Data Science Enablement
By: Brady Bastian
At the heart of any data science project is the set of tools, technologies, practices, and systems which give your company the capacity to develop, build, deploy, and maintain data science solutions in the cloud. Data Science Enablement is the difference maker between an analytics team focused on short term data analytics and a true data science solution which provides useful and powerful solutions which drive business.
Work to build a powerful coalition within your business dedicated to the success of your projects and delivering value to customers. Data science is a team sport, and requires buy in, and participation with, many different teams and leaders at your company.
Article Contents
Data Science EnablementWhere Businesses Go Wrong
Project Scoping
Project Development
Project Production Deployment
Data Science Enablement
Data Science Enablement is the set of tools, techniques, practices, and rules which determine how your company builds, deploys, and maintains data science solutions. As the original pioneers of production ready data science solutions quickly discovered, without a true data science ecosystem, along with strong collaboration among partner teams, data science solutions can quickly devolve into a mess of tech debt and disjointed models. The data science model of the data itself is actually a very small piece of the overall machine learning architecture. In order to get data science right and have it continue producing for your business into the long term, you must get the entire ecosystem correct.

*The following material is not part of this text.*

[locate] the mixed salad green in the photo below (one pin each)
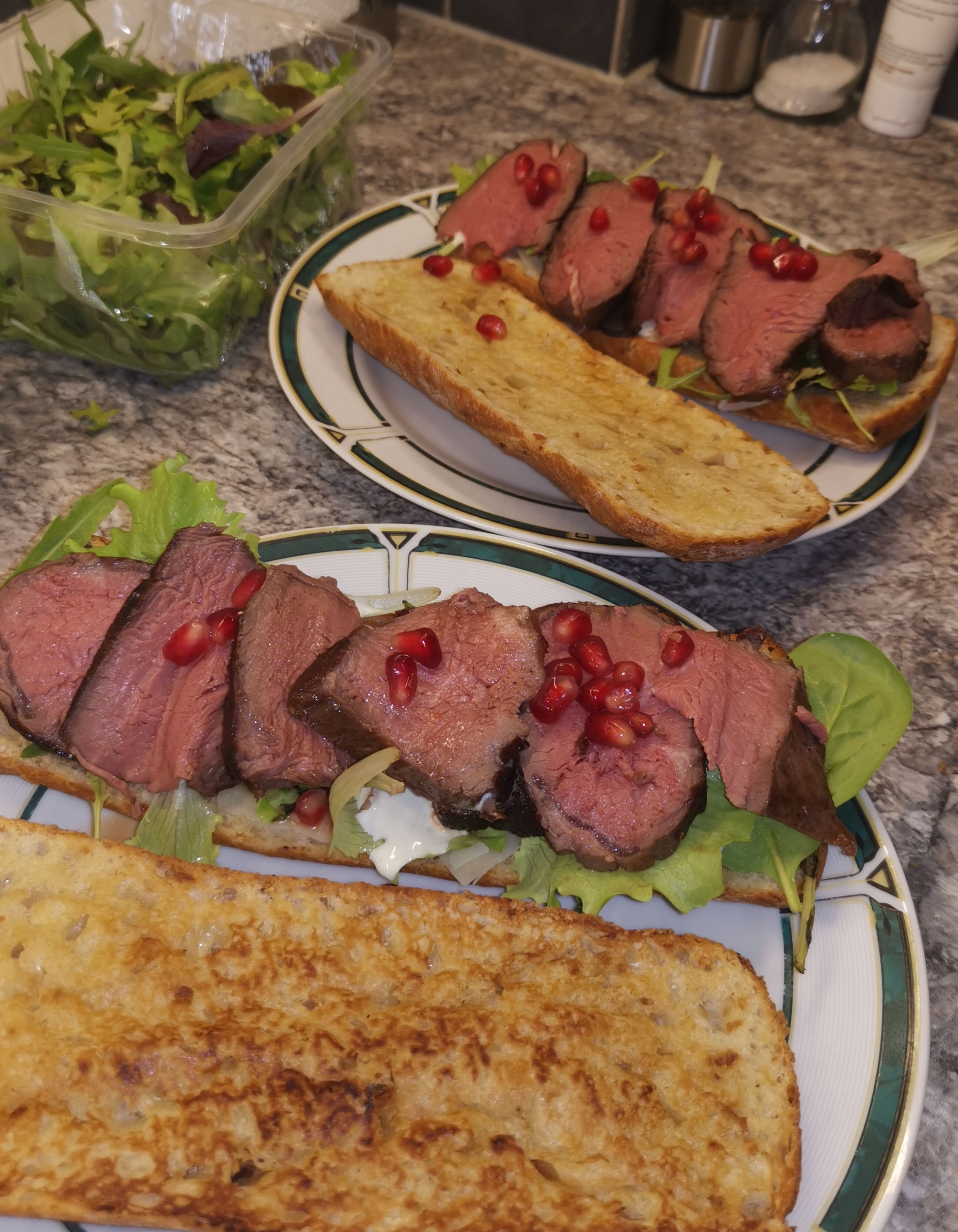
(111, 130)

Without a clear set of goals and a solid enablement plan, your data science project will inevitably fail to reach its full potential and may even be counter productive. Technical debt, in the case of ML and data science, accumulates over time as the real world observability of your data features change and evolve. Monitoring for and resolving this debt requires a constant reevaluation of all of your data inputs and the methods of data collection.

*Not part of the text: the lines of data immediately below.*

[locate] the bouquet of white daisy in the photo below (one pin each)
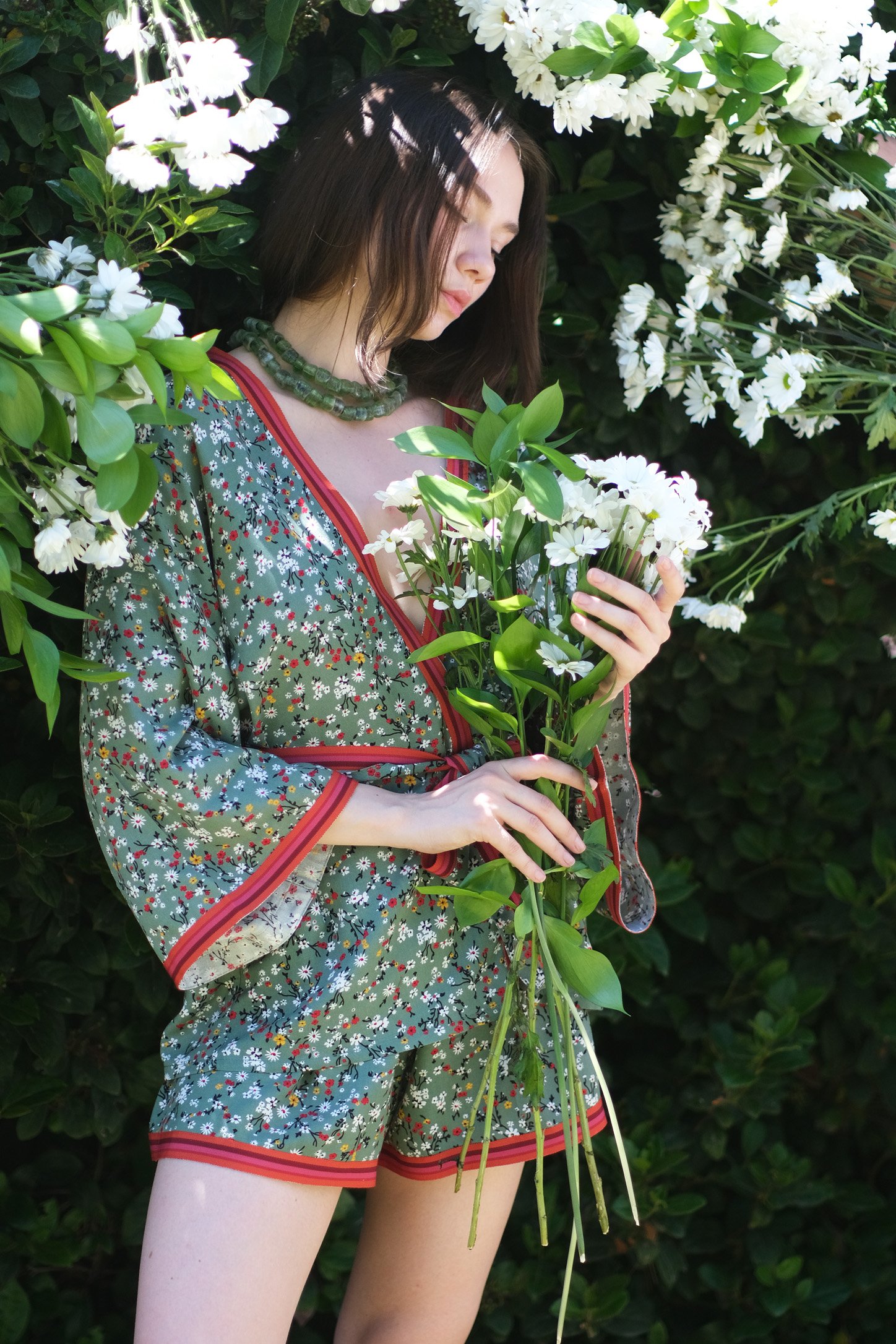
(516, 541)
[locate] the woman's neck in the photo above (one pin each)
(325, 334)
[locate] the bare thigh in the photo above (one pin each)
(414, 1277)
(226, 1254)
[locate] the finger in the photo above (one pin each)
(629, 595)
(540, 767)
(637, 629)
(535, 831)
(548, 814)
(619, 650)
(672, 588)
(512, 850)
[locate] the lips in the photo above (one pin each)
(456, 300)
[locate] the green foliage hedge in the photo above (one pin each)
(754, 1072)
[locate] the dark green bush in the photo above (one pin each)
(754, 1072)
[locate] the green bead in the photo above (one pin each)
(312, 385)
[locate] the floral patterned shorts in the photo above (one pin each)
(407, 1114)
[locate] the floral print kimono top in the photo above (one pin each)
(268, 675)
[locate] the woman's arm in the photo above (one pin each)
(484, 806)
(644, 621)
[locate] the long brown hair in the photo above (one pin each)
(364, 190)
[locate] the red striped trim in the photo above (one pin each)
(268, 876)
(626, 714)
(262, 1161)
(356, 757)
(519, 1148)
(348, 526)
(613, 840)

Metrics gathering and evaluation is an ongoing an iterative process. There are no tried and true best practices governing all data science projects, they must be addressed on a one-by-one basis. Each model requires a complex and intricate ecosystem of tools and techniques to effectively gather, analyze, measure, and evaluate different features and hyper-parameters. To this end, before any actual work can occur, you must first develop a data science enablement team to determine the methods, processes, tools, and practices that your project requires. However, the methods and development practices can be standardized, as well as monitoring, bug resolution, and data quality resolution.
Where Businesses Go Wrong
Businesses often have a misguided view of what is actually required to build data science solutions. Often, businesses believe that they just need to hire a data scientist to build analytical models of various business processes. While this can be helpful in the short term for small level and focused projects, it will not provide a robust and high quality solution over time and will generate significant tech debt which must be accounted for. True data science requires understanding the entire MLOps architecture, of which the prediction engine is one small part. Indeed, as it is often noted by seasoned data science teams, tech debt grows over time and it is not always immediately apparent that it is even occuring.

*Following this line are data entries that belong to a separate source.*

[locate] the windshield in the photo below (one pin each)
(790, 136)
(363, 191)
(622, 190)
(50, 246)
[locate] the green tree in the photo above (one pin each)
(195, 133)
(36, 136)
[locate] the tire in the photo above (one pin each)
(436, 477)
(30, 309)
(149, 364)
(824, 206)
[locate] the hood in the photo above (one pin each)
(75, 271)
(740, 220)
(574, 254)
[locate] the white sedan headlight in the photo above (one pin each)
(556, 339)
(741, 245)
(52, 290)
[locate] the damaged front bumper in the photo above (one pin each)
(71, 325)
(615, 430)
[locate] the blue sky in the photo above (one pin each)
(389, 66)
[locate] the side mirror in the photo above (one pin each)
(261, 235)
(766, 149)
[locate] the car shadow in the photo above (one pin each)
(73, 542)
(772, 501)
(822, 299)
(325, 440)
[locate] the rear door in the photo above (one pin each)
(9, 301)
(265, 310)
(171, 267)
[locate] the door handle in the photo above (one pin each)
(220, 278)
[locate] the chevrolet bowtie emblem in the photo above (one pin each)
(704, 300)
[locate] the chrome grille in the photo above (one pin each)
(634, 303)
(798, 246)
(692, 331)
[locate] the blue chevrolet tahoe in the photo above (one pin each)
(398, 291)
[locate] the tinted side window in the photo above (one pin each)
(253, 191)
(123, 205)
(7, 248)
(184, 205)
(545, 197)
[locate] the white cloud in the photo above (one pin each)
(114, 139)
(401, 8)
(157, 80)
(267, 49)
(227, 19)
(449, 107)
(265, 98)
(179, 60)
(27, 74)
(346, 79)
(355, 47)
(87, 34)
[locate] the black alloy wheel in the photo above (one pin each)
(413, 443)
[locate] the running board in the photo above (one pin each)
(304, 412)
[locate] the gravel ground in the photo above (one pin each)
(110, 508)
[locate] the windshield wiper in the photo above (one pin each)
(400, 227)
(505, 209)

Data science projects are about far more than just building a predictive engine. Behind that predictive engine is a massive effort and data infrastructure solution which cuts across the multiple teams, production centers, and technologies. Building data science solutions in a vacuum is a losing battle, because proper data science requires a unified effort across multiple teams and profit centers. The data science enablement team is built from the ground up to solve for these problems by systematically analyzing a data science project as one component of a complete ecosystem.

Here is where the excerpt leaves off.